Location, Location, Location

This can be a BIG factor in where you go to college, and you probably already thought this one over when you were applying to schools. How far away is too far? Or on the flip side, how close is too close? Some students like the idea of being able to go home every other weekend, while others are okay with going home just for breaks. Don’t try to be tough about it, if you like to be around your family then stay near home (and maybe even live at home)! But, if you like your space and you’re okay with having your family 1,000 miles away then go and be free! We homebodies envy you.


It’s really important that the college you attend has a program you’re actually interested in pursuing. While it may tempting to apply to that college because your BFF is going there or they have really awesome-looking housing or you may run into a celebrity there, the real reason you’re going to college is to learn and get your degree. If you’ve already made sure that all of your top picks have your major/program, then be sure to research and compare them. Look into their rankings, job placement percentages, faculty, and classes offered. And if you’re interested in a specific concentration, make sure they have that too. Purdue’s Computer Science program, for example, has a variety of “tracks” for students to choose from when pursuing their degree allowing students to focus in more narrowly on what they’re interested in, a good option for students who have a specific interest.

Personal/Lifestyle Preferences

I’m sure you’ve heard this one before… But there is a big difference between a big school and a small school, a rural school and an urban school, a liberal arts school and a STEM school. If you like access to museums and art and culture, then a rural school may not be your best choice but if you want access to the outdoors and hiking trails, then a rural school may be perfect.
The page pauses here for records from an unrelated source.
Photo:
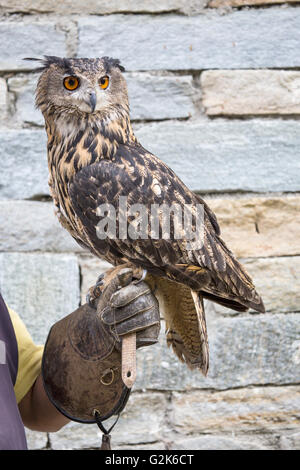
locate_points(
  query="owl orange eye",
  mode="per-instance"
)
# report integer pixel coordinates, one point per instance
(71, 83)
(103, 82)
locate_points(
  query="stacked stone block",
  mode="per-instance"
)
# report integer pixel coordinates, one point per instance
(214, 88)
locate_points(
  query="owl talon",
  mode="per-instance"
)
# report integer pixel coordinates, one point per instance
(142, 277)
(95, 292)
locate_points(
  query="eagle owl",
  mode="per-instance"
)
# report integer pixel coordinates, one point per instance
(94, 158)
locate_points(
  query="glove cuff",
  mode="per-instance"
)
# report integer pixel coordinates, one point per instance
(82, 376)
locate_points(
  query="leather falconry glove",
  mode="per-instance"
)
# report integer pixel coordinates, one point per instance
(81, 364)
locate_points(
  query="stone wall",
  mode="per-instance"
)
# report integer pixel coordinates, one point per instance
(215, 92)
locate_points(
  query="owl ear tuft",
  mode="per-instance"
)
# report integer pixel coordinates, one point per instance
(42, 61)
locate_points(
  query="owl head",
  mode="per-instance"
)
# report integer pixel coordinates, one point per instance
(81, 86)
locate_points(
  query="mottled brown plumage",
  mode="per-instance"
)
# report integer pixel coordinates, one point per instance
(94, 158)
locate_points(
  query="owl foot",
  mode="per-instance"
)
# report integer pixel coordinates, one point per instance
(95, 292)
(139, 275)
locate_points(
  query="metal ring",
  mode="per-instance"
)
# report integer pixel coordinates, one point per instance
(105, 374)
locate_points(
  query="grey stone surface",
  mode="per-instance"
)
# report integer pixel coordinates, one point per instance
(238, 39)
(141, 421)
(244, 92)
(41, 288)
(24, 169)
(259, 226)
(20, 39)
(103, 7)
(150, 96)
(23, 88)
(256, 349)
(36, 440)
(90, 268)
(221, 442)
(242, 3)
(263, 409)
(33, 226)
(276, 280)
(3, 99)
(256, 155)
(290, 441)
(160, 97)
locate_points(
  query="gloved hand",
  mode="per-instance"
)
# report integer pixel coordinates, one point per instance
(82, 361)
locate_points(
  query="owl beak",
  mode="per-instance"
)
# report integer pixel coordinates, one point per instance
(93, 100)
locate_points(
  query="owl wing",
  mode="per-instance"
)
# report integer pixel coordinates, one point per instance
(143, 179)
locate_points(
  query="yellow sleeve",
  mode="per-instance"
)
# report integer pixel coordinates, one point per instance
(30, 357)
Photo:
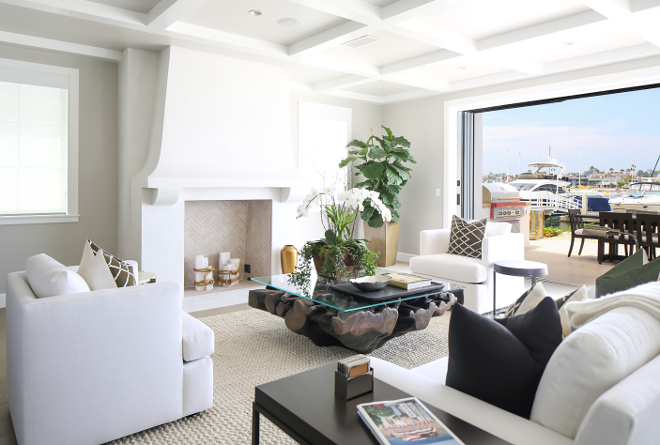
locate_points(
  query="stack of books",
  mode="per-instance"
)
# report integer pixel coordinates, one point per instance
(404, 421)
(408, 282)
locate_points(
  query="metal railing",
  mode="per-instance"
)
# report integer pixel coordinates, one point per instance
(549, 200)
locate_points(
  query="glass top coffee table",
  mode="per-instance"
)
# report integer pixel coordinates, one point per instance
(329, 317)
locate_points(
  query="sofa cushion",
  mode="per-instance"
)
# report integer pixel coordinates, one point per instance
(95, 271)
(501, 361)
(49, 278)
(579, 294)
(589, 362)
(466, 237)
(197, 338)
(455, 267)
(435, 370)
(527, 301)
(511, 428)
(631, 272)
(122, 272)
(627, 413)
Most schools, like Purdue, don’t necessarily fit perfectly into these few categories (besides, BIG!) but they can have a bit of everything. Look into what each school has that matters to you: How many people go to this school? What are the average class sizes? How big are sports? Do you have access to the local community or is campus off by itself?


You know what you like better than anybody, and you’re going to be at your college of choice for four years, you need to make sure you’re making a reasonable choice for you.